Similarly, I don’t think that the Google chatbot will be able to reliably implement interactions like the credit limit example, given above, because the search space for the ANN representation of potential financial transactions is too large. I think that implementing these interactions reliably requires discrete, human-readable representations like equations, logical formulas, rules, frames, models, and diagrams. These representations avoid the added complexity of ANNs, so the search space is more tractable.
How do we implement the credit limit example? The AI system needs to be able to query the user’s financial information. A natural language parser would parse the incoming utterances, a rule-based dialogue manager would handle the incoming utterances and carry out the appropriate database queries, and a natural language generator would generate the appropriate responses.

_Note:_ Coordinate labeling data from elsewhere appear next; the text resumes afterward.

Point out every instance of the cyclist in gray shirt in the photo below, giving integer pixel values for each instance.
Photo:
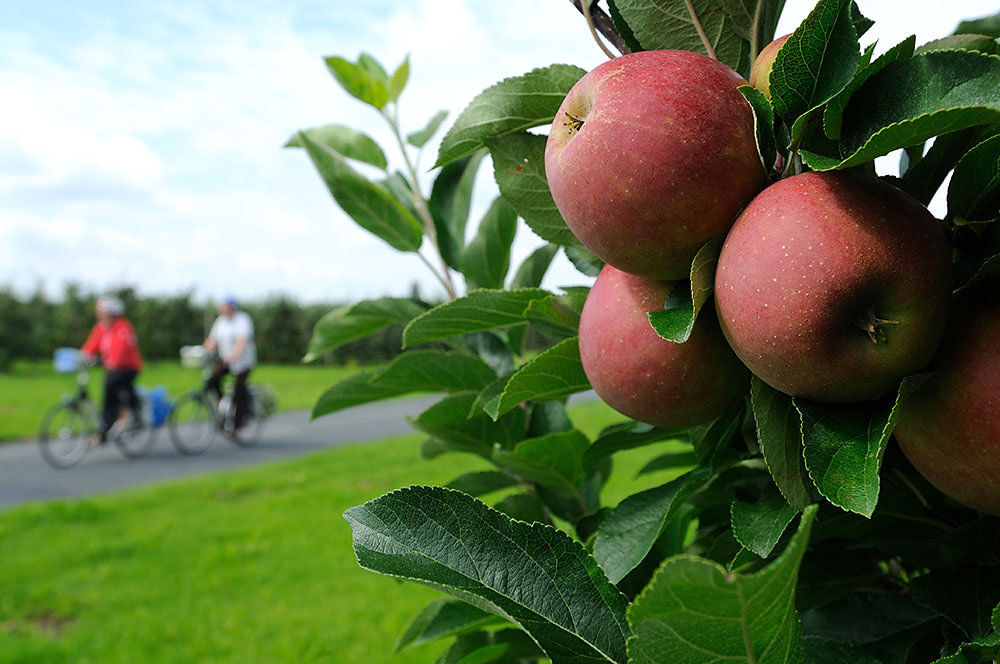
(232, 336)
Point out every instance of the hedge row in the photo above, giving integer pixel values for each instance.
(32, 327)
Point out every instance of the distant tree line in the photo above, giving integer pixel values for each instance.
(32, 327)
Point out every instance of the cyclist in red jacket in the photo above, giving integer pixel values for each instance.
(114, 339)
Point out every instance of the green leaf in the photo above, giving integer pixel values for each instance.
(816, 62)
(553, 374)
(833, 114)
(523, 507)
(982, 260)
(758, 526)
(533, 269)
(984, 650)
(553, 460)
(974, 191)
(519, 169)
(695, 610)
(626, 436)
(479, 310)
(961, 42)
(713, 440)
(989, 25)
(685, 300)
(924, 178)
(399, 78)
(743, 13)
(557, 315)
(967, 597)
(512, 105)
(827, 651)
(487, 258)
(373, 68)
(502, 647)
(861, 22)
(668, 461)
(441, 619)
(349, 142)
(350, 392)
(482, 482)
(629, 532)
(866, 618)
(547, 417)
(360, 80)
(450, 423)
(372, 207)
(349, 323)
(583, 260)
(532, 575)
(419, 139)
(916, 99)
(435, 370)
(763, 122)
(844, 445)
(449, 204)
(779, 436)
(668, 24)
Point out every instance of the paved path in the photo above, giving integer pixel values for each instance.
(24, 476)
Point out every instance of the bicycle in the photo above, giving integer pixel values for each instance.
(197, 417)
(67, 428)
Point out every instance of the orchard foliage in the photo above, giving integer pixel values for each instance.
(794, 531)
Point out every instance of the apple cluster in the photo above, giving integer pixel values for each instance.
(829, 286)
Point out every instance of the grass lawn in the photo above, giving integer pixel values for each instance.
(31, 388)
(246, 566)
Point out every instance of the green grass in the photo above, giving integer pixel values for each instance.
(247, 566)
(31, 388)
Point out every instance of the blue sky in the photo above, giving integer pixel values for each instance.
(142, 140)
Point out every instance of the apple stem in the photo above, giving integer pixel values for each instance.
(603, 23)
(701, 30)
(873, 326)
(574, 123)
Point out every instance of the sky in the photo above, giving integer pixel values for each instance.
(142, 141)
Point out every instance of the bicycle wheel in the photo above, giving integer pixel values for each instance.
(65, 435)
(191, 424)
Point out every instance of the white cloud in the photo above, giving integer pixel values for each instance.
(143, 144)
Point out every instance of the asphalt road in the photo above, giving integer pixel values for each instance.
(24, 475)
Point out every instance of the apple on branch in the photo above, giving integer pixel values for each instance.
(834, 286)
(644, 376)
(949, 428)
(650, 155)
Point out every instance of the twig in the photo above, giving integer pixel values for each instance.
(603, 24)
(444, 276)
(755, 31)
(701, 31)
(585, 7)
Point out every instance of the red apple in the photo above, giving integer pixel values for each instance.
(648, 378)
(949, 428)
(834, 286)
(650, 155)
(760, 71)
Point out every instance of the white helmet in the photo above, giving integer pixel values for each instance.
(111, 305)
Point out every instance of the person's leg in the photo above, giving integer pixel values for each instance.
(114, 379)
(214, 383)
(129, 394)
(241, 395)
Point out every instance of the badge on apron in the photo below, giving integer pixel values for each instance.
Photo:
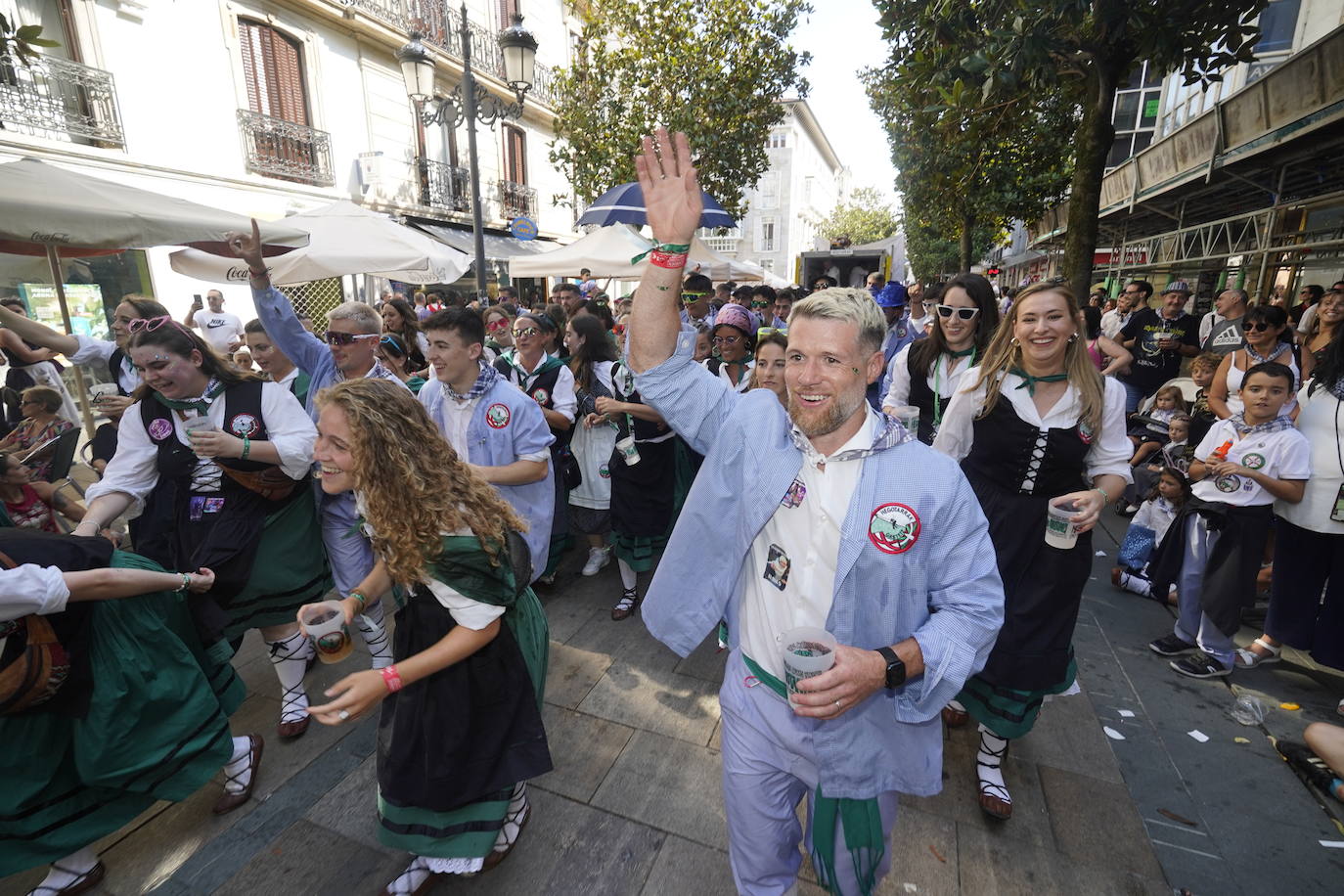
(777, 567)
(793, 497)
(894, 528)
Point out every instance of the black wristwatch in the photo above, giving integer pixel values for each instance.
(895, 668)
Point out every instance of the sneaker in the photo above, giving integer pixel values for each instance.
(1200, 665)
(1171, 647)
(599, 558)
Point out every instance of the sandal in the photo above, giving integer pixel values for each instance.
(1247, 658)
(624, 607)
(81, 884)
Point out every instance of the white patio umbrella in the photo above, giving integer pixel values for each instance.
(47, 209)
(345, 240)
(607, 251)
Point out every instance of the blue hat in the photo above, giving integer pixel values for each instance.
(893, 294)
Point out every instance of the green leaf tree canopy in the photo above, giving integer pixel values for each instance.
(715, 68)
(865, 219)
(977, 54)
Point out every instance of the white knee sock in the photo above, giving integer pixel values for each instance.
(628, 575)
(989, 760)
(291, 658)
(373, 625)
(237, 774)
(68, 870)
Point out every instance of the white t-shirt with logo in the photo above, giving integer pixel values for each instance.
(1283, 454)
(219, 328)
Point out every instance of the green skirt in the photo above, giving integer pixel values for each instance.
(290, 571)
(463, 833)
(157, 729)
(1006, 711)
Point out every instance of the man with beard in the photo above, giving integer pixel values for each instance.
(826, 528)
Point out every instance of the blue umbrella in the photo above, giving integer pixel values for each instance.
(624, 204)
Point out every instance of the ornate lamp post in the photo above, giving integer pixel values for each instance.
(467, 105)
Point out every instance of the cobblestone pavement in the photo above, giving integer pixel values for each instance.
(633, 805)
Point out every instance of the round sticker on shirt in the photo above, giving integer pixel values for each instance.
(894, 528)
(160, 427)
(498, 417)
(244, 425)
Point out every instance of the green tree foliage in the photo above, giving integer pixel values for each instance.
(865, 219)
(715, 68)
(21, 40)
(966, 171)
(984, 53)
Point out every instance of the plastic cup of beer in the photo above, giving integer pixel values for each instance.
(1060, 531)
(807, 651)
(324, 623)
(909, 417)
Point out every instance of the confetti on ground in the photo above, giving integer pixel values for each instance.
(1168, 813)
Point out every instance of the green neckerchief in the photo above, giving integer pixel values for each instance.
(201, 405)
(547, 364)
(1028, 381)
(861, 820)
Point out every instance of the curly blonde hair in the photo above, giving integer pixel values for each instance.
(413, 484)
(1005, 353)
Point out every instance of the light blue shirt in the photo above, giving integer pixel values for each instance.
(495, 439)
(942, 589)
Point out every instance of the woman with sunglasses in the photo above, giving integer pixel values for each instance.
(227, 454)
(391, 352)
(1035, 426)
(552, 385)
(401, 320)
(1265, 331)
(924, 373)
(733, 337)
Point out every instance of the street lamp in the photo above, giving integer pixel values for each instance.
(466, 105)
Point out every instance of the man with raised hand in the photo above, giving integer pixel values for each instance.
(843, 522)
(345, 351)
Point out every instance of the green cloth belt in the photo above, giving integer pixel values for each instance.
(861, 819)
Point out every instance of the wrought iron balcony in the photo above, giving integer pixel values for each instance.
(60, 100)
(285, 150)
(437, 21)
(516, 199)
(445, 186)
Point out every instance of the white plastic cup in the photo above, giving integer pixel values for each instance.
(909, 417)
(324, 623)
(1060, 531)
(629, 450)
(807, 651)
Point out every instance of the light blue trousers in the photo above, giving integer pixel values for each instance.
(769, 766)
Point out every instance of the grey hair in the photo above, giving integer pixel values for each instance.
(850, 305)
(365, 317)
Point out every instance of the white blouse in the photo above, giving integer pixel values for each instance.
(1110, 449)
(135, 469)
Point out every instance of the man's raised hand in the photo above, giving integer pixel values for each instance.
(671, 188)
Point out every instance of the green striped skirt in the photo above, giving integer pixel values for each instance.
(157, 729)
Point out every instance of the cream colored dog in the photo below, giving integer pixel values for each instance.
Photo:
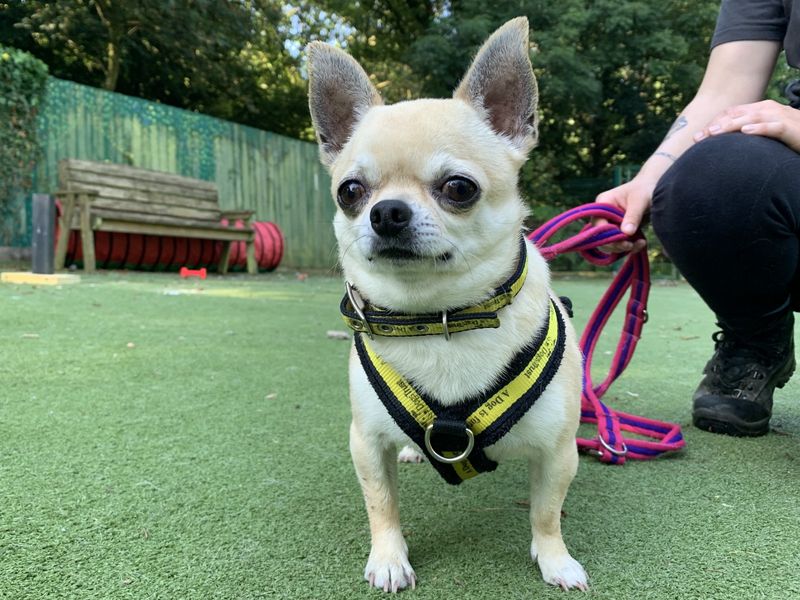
(429, 221)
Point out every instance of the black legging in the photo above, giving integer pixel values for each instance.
(728, 214)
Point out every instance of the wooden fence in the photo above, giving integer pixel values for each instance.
(279, 178)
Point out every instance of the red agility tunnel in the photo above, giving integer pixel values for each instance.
(165, 253)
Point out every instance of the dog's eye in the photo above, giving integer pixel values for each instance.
(350, 193)
(459, 190)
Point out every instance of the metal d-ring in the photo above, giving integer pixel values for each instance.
(358, 305)
(613, 451)
(444, 459)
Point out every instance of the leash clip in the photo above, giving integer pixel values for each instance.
(611, 449)
(444, 459)
(358, 305)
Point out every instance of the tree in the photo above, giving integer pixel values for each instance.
(215, 56)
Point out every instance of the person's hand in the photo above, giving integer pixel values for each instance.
(634, 199)
(767, 118)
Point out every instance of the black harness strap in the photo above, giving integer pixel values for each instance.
(486, 418)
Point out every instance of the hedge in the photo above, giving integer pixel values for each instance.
(23, 80)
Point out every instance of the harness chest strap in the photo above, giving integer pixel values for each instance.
(360, 316)
(443, 432)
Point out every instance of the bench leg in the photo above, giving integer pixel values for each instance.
(222, 268)
(252, 265)
(64, 229)
(87, 236)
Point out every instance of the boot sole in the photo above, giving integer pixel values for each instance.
(727, 423)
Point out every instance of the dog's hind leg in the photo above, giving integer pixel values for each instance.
(551, 474)
(376, 466)
(410, 454)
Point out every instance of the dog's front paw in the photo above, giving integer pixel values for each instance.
(389, 571)
(563, 571)
(410, 454)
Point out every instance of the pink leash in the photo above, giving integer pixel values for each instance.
(654, 437)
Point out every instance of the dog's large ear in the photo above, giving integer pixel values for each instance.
(500, 84)
(339, 93)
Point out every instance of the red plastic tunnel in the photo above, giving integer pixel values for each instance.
(165, 253)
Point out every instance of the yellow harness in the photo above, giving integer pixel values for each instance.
(454, 437)
(363, 317)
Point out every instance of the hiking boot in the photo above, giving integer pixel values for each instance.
(735, 396)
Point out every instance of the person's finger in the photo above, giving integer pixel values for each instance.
(633, 217)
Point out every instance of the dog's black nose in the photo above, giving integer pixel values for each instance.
(390, 217)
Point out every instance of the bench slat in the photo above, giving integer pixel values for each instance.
(144, 175)
(135, 204)
(220, 233)
(178, 194)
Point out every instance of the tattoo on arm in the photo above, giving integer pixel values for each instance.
(672, 157)
(679, 124)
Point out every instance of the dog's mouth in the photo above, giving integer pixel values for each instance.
(404, 255)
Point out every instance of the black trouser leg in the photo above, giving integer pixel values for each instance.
(728, 214)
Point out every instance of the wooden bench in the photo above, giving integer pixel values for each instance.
(100, 196)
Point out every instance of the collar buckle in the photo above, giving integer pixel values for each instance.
(358, 305)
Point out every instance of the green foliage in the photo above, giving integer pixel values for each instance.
(226, 59)
(22, 86)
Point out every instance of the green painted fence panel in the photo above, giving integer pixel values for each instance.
(279, 178)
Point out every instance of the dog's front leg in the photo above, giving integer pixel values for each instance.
(551, 474)
(376, 466)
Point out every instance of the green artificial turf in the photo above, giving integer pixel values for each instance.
(162, 438)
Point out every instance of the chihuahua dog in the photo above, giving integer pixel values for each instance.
(429, 227)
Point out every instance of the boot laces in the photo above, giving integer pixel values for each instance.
(739, 364)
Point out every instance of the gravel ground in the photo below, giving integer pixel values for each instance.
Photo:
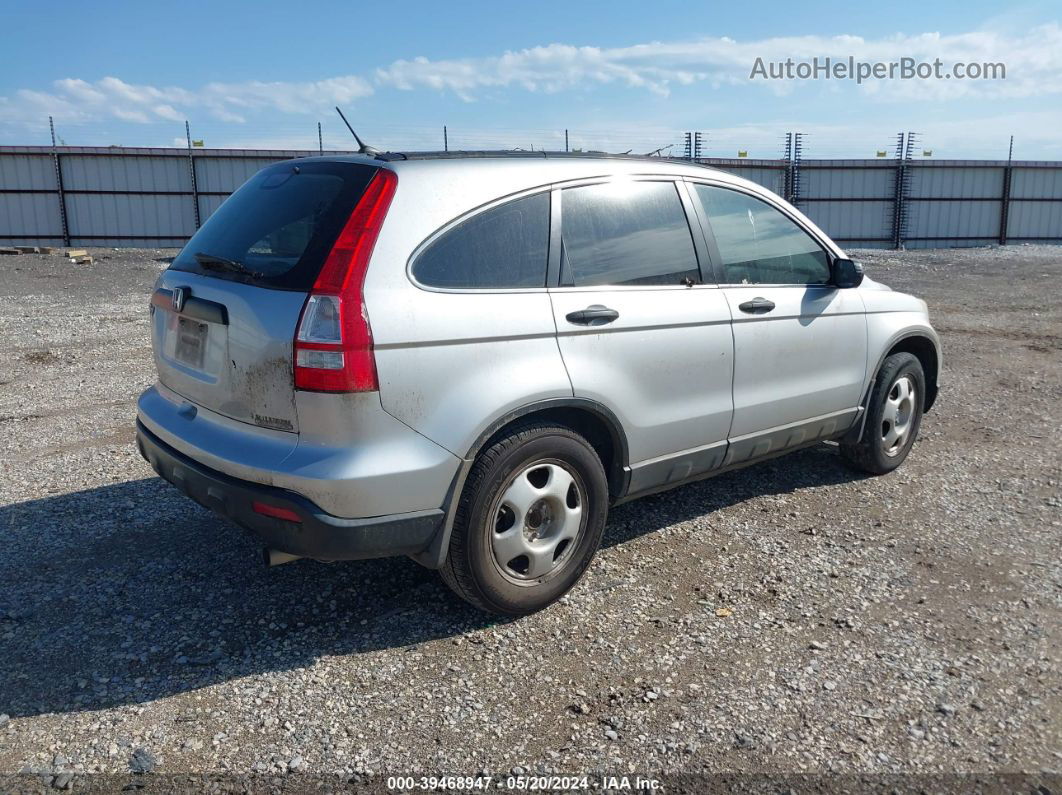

How do we acquire human-readable representations? Acquisition of these representations needs to be a multifaceted process. An AI system can acquire human-readable representations as it interacts with people. We can also use machine learning to suggest human-readable representations, although these representations are often questionable to humans.
For example, here are some of the parts of a building as learned by one machine learning system: rubble, floor, facade, basement, roof, atrium, exterior, tenant, rooftop, and wreckage. Parts like rubble and wreckage seem like strange additions to this list, because buildings are not in ruins most of the time. Here are some paraphrases of X asks Y, as learned by another machine learning system: X tells Y, X meets with Y, X informs Y, X contacts Y, and X writes to Y. These are certainly related to X asks Y, but they are not synonymous in all contexts. And here is an event sequence for cooking as learned by yet another machine learning system: A boil B, A slice B, A peel B, A saute B, A cook B, A chop B. To a human cook, many of these tasks appear to be out of order (one typically peels before slicing, and chops before cooking). These are top-ranked results generated by state-of-the-art machine learning systems. Lower ranked results are even worse.
Representations suggested by machine learning need to be vetted by humans, and not just because they contain errors. We need to examine machine-learned representations with a critical eye because, as humans, it’s up to us to decide what we want our world to look like.
We don’t have to accept incomprehensible and uncommunicative AI systems. We can build understandable and communicative systems that (1) learn human-understandable representations through interaction with users as well as manual curation of knowledge and (2) maintain human-understandable representations of the states of users and the world. It’s hard work, but it can be done.